The superstitious nature of Britain's greatest writer has come to light thanks to the sale of an inscribed first edition of Charles Dickens' favourite novel with its own intriguing backstory.
The auction of the author's personal copy of David Copperfield – his most autobiographical novel and his "favourite child" – has provided new insight into why Dickens gifted the book to a Sheffield tool manufacturer to dispel a curse.
It was first published in book form in 1850 to great acclaim, but when it was read by the owner of a Sheffield company named William Brookes and Sons, he was shocked to find its eponymous main character being ridiculed with an insulting nickname – "Brooks of Sheffield" – similar to his firm.
He contacted the author about the inadvertent slur and correspondence ensued, with Dickens telling the owner that the name was "one of those remarkable coincidences". He added: "I had no idea that I was taking a liberty with any existing firm, and why I added Sheffield to Brooks (of all the towns in England) I have no... knowledge. It came to my head as I wrote."
The factory owner subsequently presented him with a cutlery case in 1851. But the superstition that if a knife is received as a present the relationship of giver and recipient will be severed led Dickens to send his treasured edition in return. The volume is believed to have been with the Brookes family ever since.
While the letter from Dickens is in Yale University archives, scholars had no idea the actual volume, inscribed to "Brookes of Sheffield", had survived, or that it is accompanied by another autographed letter from Dickens apologising for its delay.
Dickens was so popular in his day that his books were published in great quantities, meaning an ordinary first edition today might be worth only £1,000. But the author's well-thumbed volume originally from his own shelves, inscribed and accompanied by a letter from Dickens, could be worth 50 times as much when it is auctioned at Christie's in London on 13 June.

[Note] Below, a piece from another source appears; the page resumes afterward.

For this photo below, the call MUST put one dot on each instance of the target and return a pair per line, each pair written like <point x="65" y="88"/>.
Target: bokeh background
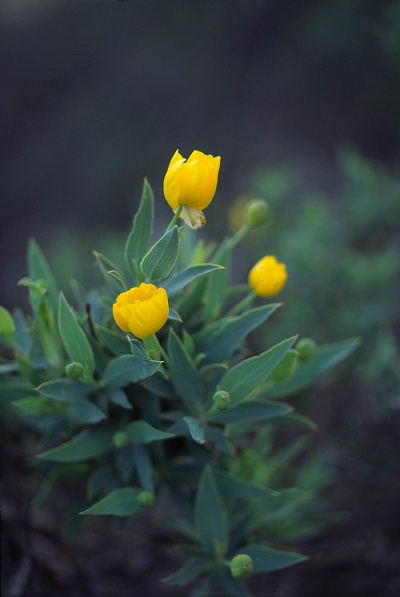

David Copperfield was his most personal novel. Using material from his abandoned autobiography, it drew on his own life, including his father, the inspiration for Micawber, one of his greatest comic characters.
Whether a friendship ensued between the author and the industrialist is unknown, but the gift implies it. Dickens once wrote: "Like many fond parents, I have in my heart of hearts a favourite child. And his name is David Copperfield."